Por Walter Santoro*
A casi un siglo del primer Campeonato Mundial de Fútbol es claro el paralelo entre aquel evento inaugural y la trayectoria de Carlos Gardel. Mientras el fútbol comenzaba a convertirse en un fenómeno global, Gardel se afirmaba como el primer artista popular latinoamericano de proyección mundial; ambos surgieron en la misma época y llegaron a representar identidades colectivas y emociones compartidas.
Gardel siempre expresó que su fama no le pertenecía en exclusiva: la atribuía al pueblo y al arte popular que él interpretaba. Como decía: “Mi fama no es mía, es de mi país, de mi pueblo. A quien aplaude el público no es a Carlos Gardel: es al arte popular nuestro, al alma nuestra que, por una casualidad feliz, me ha tocado interpretar a mí.” Esa mirada es aplicable tanto al tango como al fútbol, dos manifestaciones nacidas en los barrios y habladas por millones.
El Mundial de 1930, celebrado en Montevideo, reunió a trece selecciones en un torneo que todavía estaba lejos de la industria actual: viajes en barco, entrenamientos simples y estadios que empezaban a desbordar pasión. Para los contemporáneos, el acontecimiento tuvo dimensión épica.
Gardel no fue un mero espectador: ya conocido en el Río de la Plata, comprendía que el fútbol era mucho más que un juego. Había afianzado su interés por el deporte gracias a amistades como la del español Josep Samitier y a la experiencia de ver jugar al Barcelona, lo que le permitió apreciar la entrega y la emoción del fútbol.
En julio de 1930, mientras actuaba en Buenos Aires, Gardel visitó las concentraciones de las selecciones argentina y uruguaya, compartiendo charlas, canciones y ánimo. Jugadores como Francisco Varallo recordaron aquellas visitas: Gardel pasaba largas sobremesas, tocaba la guitarra y cantaba hasta la noche, aportando motivación y confianza.
Gardel evitaba polarizar. Para él las pasiones populares debían unir, por eso declaró: “Tengo mi corazoncito dividido.” Con esa postura mostraba que argentinos y uruguayos compartían una misma cultura rioplatense —la música, el barrio, el café y también el fútbol— y que detrás de los colores había una identidad común. También dijo con sorna: “El fútbol es más difícil de acertar que las carreras.”

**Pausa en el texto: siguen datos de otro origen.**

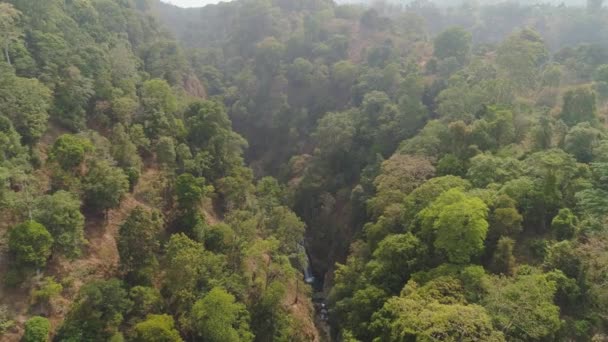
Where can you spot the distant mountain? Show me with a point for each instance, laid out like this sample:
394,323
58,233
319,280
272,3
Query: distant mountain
193,3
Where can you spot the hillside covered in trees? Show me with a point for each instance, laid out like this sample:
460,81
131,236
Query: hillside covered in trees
300,170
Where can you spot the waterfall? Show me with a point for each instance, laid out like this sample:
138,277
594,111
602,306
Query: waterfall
309,278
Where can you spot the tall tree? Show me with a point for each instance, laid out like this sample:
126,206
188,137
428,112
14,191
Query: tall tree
219,318
9,31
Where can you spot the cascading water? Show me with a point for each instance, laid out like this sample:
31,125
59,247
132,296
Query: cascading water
309,278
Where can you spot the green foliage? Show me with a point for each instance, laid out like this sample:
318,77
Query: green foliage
138,244
395,259
434,312
581,140
458,223
60,214
70,150
96,313
157,328
104,186
47,291
5,321
30,244
520,57
523,306
579,106
564,224
503,260
218,317
454,42
25,101
37,329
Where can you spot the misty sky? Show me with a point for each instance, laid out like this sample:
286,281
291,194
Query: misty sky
192,3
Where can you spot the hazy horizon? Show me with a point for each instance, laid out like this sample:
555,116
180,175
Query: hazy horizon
193,3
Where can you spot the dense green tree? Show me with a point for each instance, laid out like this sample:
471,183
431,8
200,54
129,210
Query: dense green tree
37,329
564,224
97,312
503,260
218,317
399,176
458,223
454,42
104,186
523,306
26,102
520,58
433,312
30,244
165,151
8,27
505,219
395,259
581,140
157,328
123,150
579,106
138,244
72,95
69,151
60,214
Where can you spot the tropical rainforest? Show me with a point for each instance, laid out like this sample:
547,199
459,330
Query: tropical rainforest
301,170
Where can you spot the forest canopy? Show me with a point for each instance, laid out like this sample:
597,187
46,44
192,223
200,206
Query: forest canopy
303,170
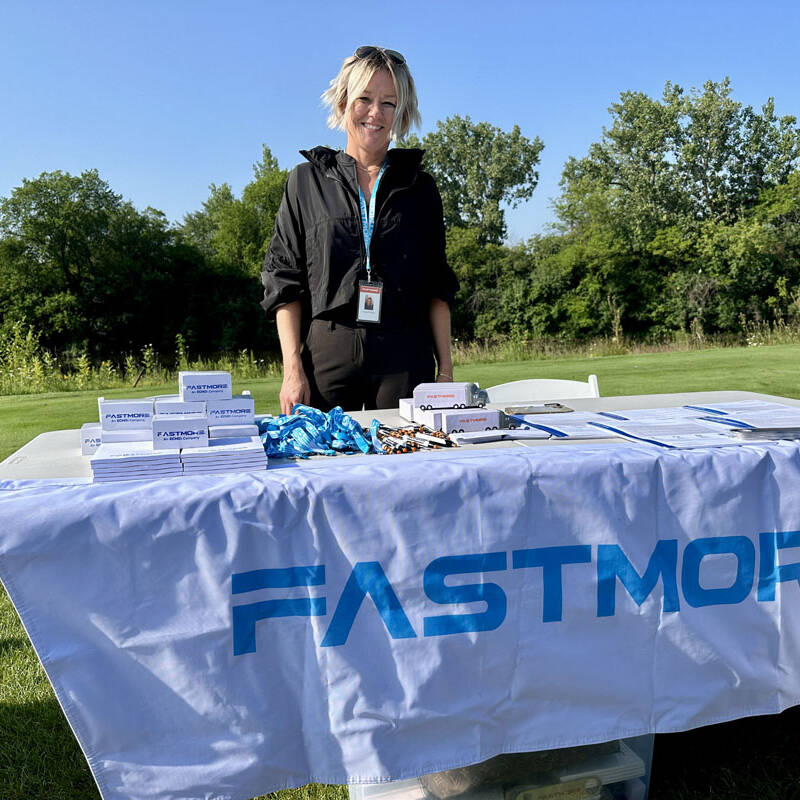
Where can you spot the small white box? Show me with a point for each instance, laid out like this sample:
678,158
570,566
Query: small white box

La final del 30 de julio enfrentó a Argentina y Uruguay y terminó con la victoria uruguaya por 4 a 2; fue el partido que consagró el nacimiento oficial del Mundial. Al mismo tiempo se reforzó el vínculo entre tango y fútbol: Gardel ya había grabado piezas inspiradas en el deporte —como “Patadura”, “¡Sami!” y “Mi primer gol”— que mostraban su percepción de que ambos expresaban sentimientos populares surgidos de los barrios y de la experiencia de inmigrantes y criollos.

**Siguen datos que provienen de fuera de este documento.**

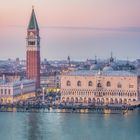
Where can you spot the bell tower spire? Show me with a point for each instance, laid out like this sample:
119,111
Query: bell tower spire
33,50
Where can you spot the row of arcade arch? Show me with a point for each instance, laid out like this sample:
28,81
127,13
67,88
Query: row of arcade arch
96,100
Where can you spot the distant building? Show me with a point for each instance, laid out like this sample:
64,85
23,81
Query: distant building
51,81
11,92
33,50
101,87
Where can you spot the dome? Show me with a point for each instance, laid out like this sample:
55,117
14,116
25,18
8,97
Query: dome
108,68
94,67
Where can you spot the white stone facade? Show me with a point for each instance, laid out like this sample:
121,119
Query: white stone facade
8,91
102,87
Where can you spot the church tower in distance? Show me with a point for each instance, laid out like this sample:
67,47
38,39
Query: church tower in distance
33,50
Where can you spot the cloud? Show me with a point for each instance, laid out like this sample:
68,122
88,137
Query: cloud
119,29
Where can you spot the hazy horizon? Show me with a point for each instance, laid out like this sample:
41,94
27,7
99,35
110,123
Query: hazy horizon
79,28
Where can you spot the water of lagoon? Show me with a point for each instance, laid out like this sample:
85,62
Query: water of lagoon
69,126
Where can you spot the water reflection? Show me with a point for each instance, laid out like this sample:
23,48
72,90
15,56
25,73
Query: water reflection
69,126
34,123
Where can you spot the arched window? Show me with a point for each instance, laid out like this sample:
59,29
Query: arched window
68,83
108,84
90,84
119,85
79,83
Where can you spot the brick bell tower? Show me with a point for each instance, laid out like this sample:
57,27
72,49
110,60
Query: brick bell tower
33,50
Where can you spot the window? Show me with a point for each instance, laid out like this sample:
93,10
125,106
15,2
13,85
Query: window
31,43
79,83
5,91
131,86
90,83
108,84
68,83
119,85
99,85
9,91
1,91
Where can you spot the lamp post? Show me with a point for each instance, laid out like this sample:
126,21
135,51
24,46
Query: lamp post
21,87
43,98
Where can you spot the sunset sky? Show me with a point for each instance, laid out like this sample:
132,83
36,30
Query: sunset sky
79,28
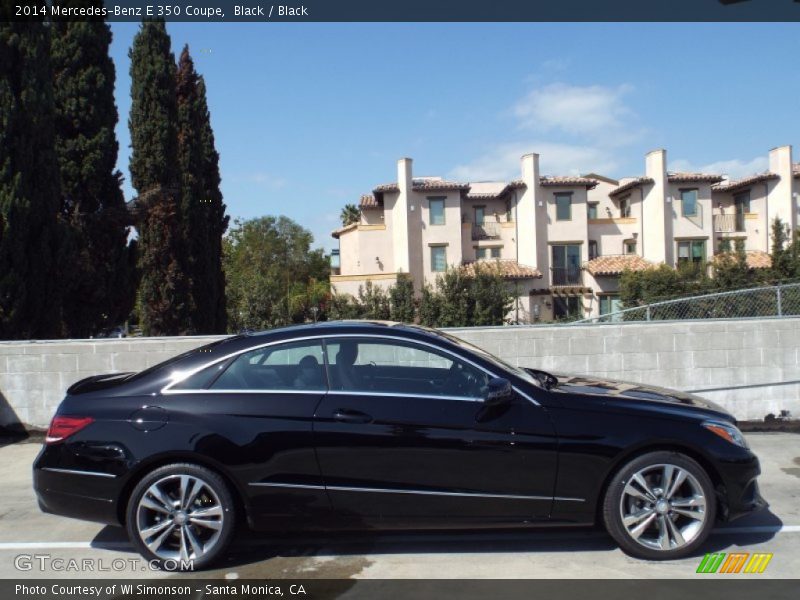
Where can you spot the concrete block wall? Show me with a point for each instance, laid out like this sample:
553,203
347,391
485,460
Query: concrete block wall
752,367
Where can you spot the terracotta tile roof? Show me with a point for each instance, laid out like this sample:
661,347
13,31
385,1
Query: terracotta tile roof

Como comprendió el tango, Gardel entendió también el alma del fútbol: ambas manifestaciones brotaban del sentir popular. Su afirmación —”No soy yo el que triunfa, es nuestro tango el que se impone.”— podría aplicarse igual a los futbolistas que empezaron a llevar la identidad rioplatense por el mundo.
Hoy, casi un siglo después, las semejanzas se mantienen: los mundiales paralizan al planeta y las selecciones transmiten algo más que resultados deportivos; Gardel sigue siendo la voz más reconocida del tango a nivel mundial. Ambos trascendieron su tiempo y se convirtieron en símbolos duraderos de alegrías, nostalgias y sueños colectivos.

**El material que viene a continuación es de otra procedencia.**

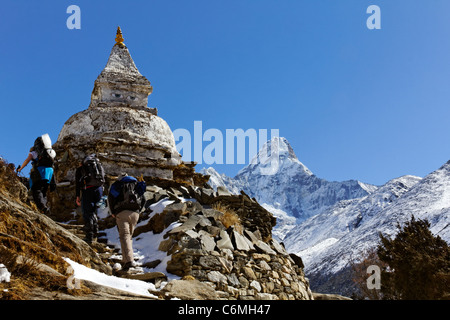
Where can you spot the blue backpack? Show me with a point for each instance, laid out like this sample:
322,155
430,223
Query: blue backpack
126,194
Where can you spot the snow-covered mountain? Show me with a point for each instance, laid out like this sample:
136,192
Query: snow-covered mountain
286,186
329,241
330,224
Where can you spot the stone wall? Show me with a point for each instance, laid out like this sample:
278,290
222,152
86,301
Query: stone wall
236,257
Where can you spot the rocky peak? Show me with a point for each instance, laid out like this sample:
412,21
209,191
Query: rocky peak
120,82
276,156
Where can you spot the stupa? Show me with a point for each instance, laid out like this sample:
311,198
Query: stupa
120,128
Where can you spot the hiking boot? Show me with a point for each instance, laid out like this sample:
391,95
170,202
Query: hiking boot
89,240
128,265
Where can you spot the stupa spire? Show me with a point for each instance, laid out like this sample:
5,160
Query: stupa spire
119,37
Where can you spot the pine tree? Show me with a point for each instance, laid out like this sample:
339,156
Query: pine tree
418,263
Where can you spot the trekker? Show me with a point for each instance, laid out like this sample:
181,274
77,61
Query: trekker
125,201
89,181
42,157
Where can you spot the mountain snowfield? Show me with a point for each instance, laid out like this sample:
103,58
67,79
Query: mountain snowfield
331,224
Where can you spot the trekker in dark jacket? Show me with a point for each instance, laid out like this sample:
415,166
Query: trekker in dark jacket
125,201
89,191
41,156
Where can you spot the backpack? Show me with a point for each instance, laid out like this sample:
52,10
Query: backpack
126,194
92,172
43,148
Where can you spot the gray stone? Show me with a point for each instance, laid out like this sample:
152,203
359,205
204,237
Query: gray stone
225,241
207,241
190,224
240,242
217,277
264,247
223,191
255,285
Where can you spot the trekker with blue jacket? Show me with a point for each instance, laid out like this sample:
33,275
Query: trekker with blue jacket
41,156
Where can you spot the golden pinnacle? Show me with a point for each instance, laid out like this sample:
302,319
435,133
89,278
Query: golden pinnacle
119,38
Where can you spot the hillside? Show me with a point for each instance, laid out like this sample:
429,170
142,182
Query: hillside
190,243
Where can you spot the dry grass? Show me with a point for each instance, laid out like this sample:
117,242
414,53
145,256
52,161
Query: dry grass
229,218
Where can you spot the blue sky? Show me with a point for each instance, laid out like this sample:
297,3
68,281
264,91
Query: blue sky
354,103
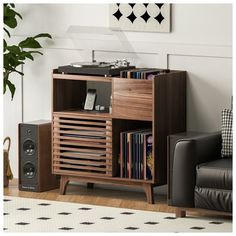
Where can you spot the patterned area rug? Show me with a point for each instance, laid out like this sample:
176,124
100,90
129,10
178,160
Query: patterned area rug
35,215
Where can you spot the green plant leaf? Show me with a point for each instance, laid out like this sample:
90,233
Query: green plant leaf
43,35
30,43
4,45
10,16
15,49
11,86
7,32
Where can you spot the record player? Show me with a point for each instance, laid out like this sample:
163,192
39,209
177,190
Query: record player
96,68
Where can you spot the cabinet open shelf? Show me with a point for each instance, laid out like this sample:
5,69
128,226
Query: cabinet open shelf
86,144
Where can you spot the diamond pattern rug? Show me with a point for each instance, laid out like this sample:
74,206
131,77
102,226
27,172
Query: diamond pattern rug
35,215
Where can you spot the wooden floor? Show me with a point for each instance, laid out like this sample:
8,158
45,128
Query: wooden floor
96,196
103,197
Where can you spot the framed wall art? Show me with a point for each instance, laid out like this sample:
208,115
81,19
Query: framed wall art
149,17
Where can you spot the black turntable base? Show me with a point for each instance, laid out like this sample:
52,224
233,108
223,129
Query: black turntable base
93,70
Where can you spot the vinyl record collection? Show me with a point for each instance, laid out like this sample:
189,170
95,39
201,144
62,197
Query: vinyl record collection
136,160
142,73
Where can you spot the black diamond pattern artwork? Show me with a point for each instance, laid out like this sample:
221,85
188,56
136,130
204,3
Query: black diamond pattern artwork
150,17
117,14
145,16
159,5
132,17
159,18
132,4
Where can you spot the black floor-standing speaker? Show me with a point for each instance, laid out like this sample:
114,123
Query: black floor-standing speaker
35,157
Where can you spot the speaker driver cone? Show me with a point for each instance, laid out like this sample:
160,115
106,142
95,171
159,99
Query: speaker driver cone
29,147
29,170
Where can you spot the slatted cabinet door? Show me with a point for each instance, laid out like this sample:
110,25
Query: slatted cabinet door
82,144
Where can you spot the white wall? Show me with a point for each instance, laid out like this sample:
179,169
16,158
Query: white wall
200,43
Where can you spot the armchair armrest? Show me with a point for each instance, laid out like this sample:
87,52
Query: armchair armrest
188,153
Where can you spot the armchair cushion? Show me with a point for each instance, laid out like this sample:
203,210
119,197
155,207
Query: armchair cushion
215,174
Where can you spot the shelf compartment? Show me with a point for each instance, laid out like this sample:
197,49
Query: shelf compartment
82,144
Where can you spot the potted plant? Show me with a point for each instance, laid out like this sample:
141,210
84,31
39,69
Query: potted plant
16,55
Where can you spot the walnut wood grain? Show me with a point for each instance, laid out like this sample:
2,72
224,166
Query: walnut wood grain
132,99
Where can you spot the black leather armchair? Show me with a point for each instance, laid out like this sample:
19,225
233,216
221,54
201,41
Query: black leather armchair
198,177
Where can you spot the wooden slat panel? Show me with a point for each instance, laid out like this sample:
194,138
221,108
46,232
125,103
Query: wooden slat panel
83,144
75,155
79,149
82,167
81,162
100,140
81,130
84,122
83,173
89,133
83,115
77,127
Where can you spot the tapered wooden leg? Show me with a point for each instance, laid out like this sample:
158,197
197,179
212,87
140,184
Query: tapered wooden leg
148,188
180,213
63,184
90,185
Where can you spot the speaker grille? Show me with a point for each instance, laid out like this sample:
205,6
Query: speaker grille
29,170
29,147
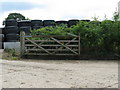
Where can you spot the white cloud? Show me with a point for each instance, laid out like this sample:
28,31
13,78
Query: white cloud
67,9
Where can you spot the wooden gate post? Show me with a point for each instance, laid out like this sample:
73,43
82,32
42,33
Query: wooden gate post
79,43
22,43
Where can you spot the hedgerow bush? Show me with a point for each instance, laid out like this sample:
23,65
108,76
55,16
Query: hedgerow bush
96,37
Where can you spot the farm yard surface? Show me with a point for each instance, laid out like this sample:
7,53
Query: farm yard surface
59,73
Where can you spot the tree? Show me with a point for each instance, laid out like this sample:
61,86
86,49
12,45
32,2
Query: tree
16,16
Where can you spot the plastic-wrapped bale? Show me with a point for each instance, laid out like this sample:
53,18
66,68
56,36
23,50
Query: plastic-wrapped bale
26,29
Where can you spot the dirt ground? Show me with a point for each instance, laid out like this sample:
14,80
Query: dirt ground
59,74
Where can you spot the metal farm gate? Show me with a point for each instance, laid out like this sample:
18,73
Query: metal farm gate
49,45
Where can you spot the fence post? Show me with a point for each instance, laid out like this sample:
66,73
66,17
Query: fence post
79,43
22,43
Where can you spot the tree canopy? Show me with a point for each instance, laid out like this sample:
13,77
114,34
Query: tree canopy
16,16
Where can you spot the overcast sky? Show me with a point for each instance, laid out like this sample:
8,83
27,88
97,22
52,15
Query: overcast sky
58,9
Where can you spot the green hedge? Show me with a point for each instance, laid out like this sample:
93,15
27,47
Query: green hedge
96,37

El Mundial de 1930 marcó el inicio de una pasión universal y Gardel fue parte de ese momento: no solo como testigo, sino como figura cultural de una generación que mostró que desde el Río de la Plata podían nacer leyendas. Cuando suena un tango de Gardel o se reúne la gente por un partido de la selección, se repite la misma experiencia colectiva: cambian los intérpretes y los jugadores, pero permanecen las grandes pasiones.